1. ## What is the third root of i?

What is the third root of i?

2. Originally Posted by Manizzle
What is the third root of i?
$\displaystyle z^3 = i$

$\displaystyle \Rightarrow r^3 \text{cis} (3 \theta) = \text{cis} \left( \frac{\pi}{2} + 2n \pi\right)$ where n is an integer.

Therefore $\displaystyle r = 1$ and $\displaystyle \theta = \, .....$ (get three values of $\displaystyle \theta$ that give three distinct solutions for z).

This gives the three cube roots of i in polar form. Convert to Cartesian form as required.
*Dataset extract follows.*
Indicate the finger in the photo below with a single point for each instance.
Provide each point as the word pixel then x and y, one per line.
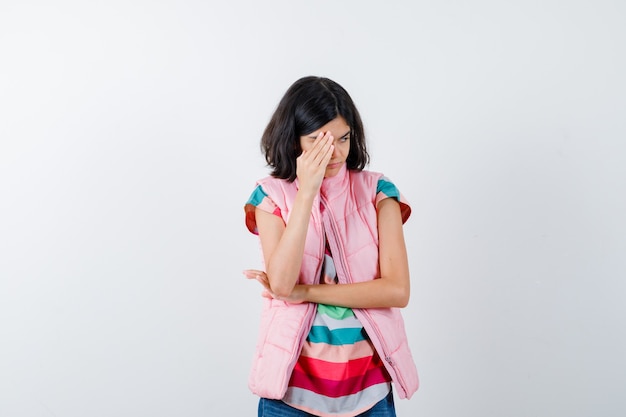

3. Originally Posted by Manizzle
What is the third root of i?
.

The general formula that give the n, nth roots of a complex No z is:

....$\displaystyle |z|^\frac{\ 1}{n}[cos\frac{\ t + 2\pi j}{n} +isin\frac{\ t + 2\pi j}{n}]$ = $\displaystyle |z|^\frac{\ 1}{n}$$\displaystyle e^\frac{\ i(t+2\pi j)}{n}...........,where \displaystyle 0\leq j<n And in our case n=3 ,hence \displaystyle 0\leq j<3, t=π/2 ,|z|=1 and for: .........j=0,j=1,j=2.....we get the 3 roots of i............................. 4. Originally Posted by archidi . The general formula that give the n, nth roots of a complex No z is: ....\displaystyle |z|^\frac{\ 1}{n}[cos\frac{\ t + 2\pi j}{n} +isin\frac{\ t + 2\pi j}{n}] = \displaystyle |z|^\frac{\ 1}{n}$$\displaystyle e^\frac{\ i(t+2\pi j)}{n}$...........,where $\displaystyle 0\leq j<n$

And in our case n=3 ,hence $\displaystyle 0\leq j<3$, t=π/2 ,|z|=1 and for:

.........j=0,j=1,j=2.....we get the 3 roots of i.............................
1. j is used in some circumstances to represent $\displaystyle \sqrt{-1}$ so it's not the ideal pronumeral to use here.

2. j could be confused with J which is a common symbol for rational numbers. So again, not the ideal choice of pronumeral.

3. It needs to be made very clear that the j represents the set of integers.

4. The values of these integers is not restricted to 0, 1, ... n. In fact, the required values can be any n consecutive integers, including negative values.